Keratoconus is a condition in which the cornea becomes progressively thinned out and bulges like a cone. It results in visual blurring or distortion from myopia and irregular astigmatism.
OUR KERATOCONUS FORUM AND SHARING PLATFORM
The causes of keratoconus are hard to identify. Keratoconus is often labelled “a dystrophy of unknown origin”. Researchers believe that oxidative damage to the corneal tissues, genetic factors, allergies, or chronic inflammation can contribute to the condition.
In our opinion, the contrast between the marked deformatory changes seen in the corneal wall of keratoconus patients and the relative absence of specific genetic and biomolecular findings in these eyes make genetic and inflammatory factors unlikely causative factors. We believe that keratoconus is primarily a mechanical disease, with the main cause being eye rubbing.
Blurred and distorted vision and frequent change in eyeglass prescription are the first symptoms of keratoconus. However, blurred and distorted vision can occur as a result of many other types of eye disease, and so it is important for you to consult an experienced eye care professional immediately when any changes in vision are noticed. Typically, keratoconus occurs in both eyes, but with one eye more severely affected than the other. Additional symptoms of keratoconus include increased light sensitivity, difficulty driving at night, halos and ghosting (especially at night), eye strain, headaches and vague eye discomfort and irritation. Many individuals with keratoconus admit to excessive eye rubbing.
Keratoconus is usually discovered when a patient consults an ophthalmologist for decreased or blurry vision. It can usually be diagnosed by clinical examination and corneal topography (a test that determines the curvature (shape) and thickness patterns in the eye).
In early disease, glasses or soft contact lenses may be able to improve vision for some patients. However, in moderate to advanced disease, keratoconus is primarily treated with rigid gas permeable or scleral contact lenses. In such cases, glasses and soft lenses are unable to visually correct the irregular form of the cornea. Surgical treatment with intracorneal rings (eg Intacs) are also available and are typically used when contact lens wear is no longer possible. In advanced cases, corneal transplantation (deep anterior lamellar keratoplasty) may be required.
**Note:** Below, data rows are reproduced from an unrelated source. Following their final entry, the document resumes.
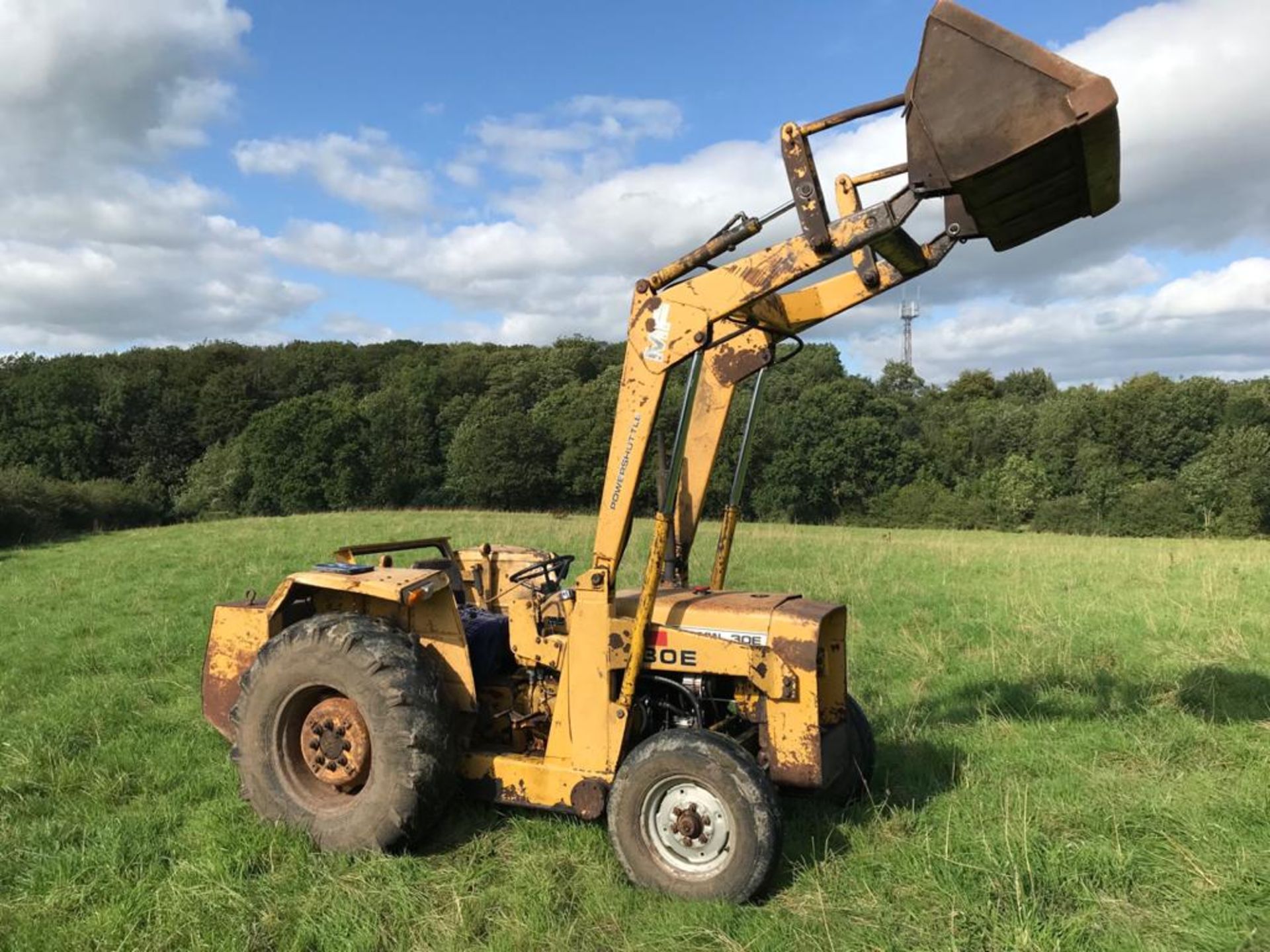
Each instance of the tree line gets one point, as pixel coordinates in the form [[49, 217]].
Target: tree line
[[226, 429]]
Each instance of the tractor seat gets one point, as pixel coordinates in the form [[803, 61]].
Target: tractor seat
[[489, 643]]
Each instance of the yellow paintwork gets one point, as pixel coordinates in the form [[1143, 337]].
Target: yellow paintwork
[[788, 654]]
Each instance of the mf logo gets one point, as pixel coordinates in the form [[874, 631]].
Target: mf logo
[[661, 334]]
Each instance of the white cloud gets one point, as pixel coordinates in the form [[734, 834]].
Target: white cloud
[[367, 171], [97, 249], [563, 255], [588, 135], [1216, 323]]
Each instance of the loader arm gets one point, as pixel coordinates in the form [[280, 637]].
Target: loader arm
[[1034, 147]]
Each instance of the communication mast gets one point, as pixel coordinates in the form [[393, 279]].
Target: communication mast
[[908, 313]]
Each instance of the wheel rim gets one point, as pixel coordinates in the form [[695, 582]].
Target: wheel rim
[[323, 746], [687, 825]]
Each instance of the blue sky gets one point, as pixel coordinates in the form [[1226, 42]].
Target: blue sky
[[178, 171], [429, 73]]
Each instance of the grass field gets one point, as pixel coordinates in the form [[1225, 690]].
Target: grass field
[[1074, 753]]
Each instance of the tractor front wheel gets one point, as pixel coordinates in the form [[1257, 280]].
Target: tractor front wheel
[[341, 731], [693, 814]]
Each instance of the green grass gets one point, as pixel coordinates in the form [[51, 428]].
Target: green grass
[[1074, 753]]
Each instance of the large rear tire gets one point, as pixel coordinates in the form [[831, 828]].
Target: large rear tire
[[693, 814], [341, 731]]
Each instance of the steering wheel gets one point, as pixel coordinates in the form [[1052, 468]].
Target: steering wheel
[[549, 571]]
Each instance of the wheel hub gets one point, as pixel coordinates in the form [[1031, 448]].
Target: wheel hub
[[687, 825], [335, 744]]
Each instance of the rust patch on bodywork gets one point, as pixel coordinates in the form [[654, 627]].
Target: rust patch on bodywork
[[239, 629], [796, 653]]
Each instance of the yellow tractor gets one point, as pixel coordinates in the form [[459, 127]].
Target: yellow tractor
[[361, 695]]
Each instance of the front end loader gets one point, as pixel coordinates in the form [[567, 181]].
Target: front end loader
[[361, 694]]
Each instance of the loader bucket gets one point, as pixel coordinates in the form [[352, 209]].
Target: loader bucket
[[1027, 140]]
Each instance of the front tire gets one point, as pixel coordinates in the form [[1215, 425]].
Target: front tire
[[693, 814], [341, 730]]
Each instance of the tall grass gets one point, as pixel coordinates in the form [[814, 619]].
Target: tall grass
[[1074, 753]]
No. This is not true. It is an “old wives’’. When worn, the RGP lenses temporarily flatten the non-structural epithelium (skin) of the cornea. This creates the illusion of reversing the disease process, but it does not truly prevent keratoconus from progressing. With time, the contact lenses must be continually refitted and replaced to keep up with worsening disease. In our experience, cessation of eye rubbing is the best method of arresting disease progression. We have demonstrated this in many of our patients, and they are described in detail here in this website.
The last four of years has seen a marked increase in the prominence of corneal collagen cross-linking as a treatment strategy for progressive Keratoconus. This interest has arisen from a body of evidence documenting the biomechanical and cellular changes induced by cross-linking. Corneal cross-linking is not expected to improve vision. Corneal collagen cross-linking is, from our point of view, a practice whose effectiveness is doubtful. Our extensive experience in this field shows that stopping eye rubbing suffices to halt the progression of the disease. A possible benefit of cross-linking may be a consequent of one of its side-effects, and this is indirectly related to eye rubbing. The reduction of corneal sensitivity seen after cross-linking may reduce ocular pruritus, and this in itself can inhibit the urge to rub. This could account for the purported stabilization observed after cross-linking procedures for keratoconus.
Keratoconus does not typically lead to blindness. However, the disease can degrade vision to a level where one’s quality of life may be affected, especially if contact lens intolerance develops. Corneal hydrops (extensive swelling and then scarring of the cornea) can occur as the disease progresses, and this can compromise vision further. In some of these cases, corneal transplantation may be necessary to prevent vision deteriorating to legal blindness.
Definitely. In early disease, vision is minimally affected, and the goal of treatment would be to arrest the disease at this stage and prevent it from deteriorating further. This is where cessation of eye rubbing is key and is the cornerstone of treatment. We have seen in all our patients that once eye rubbing stops, keratoconus ceases to evolve.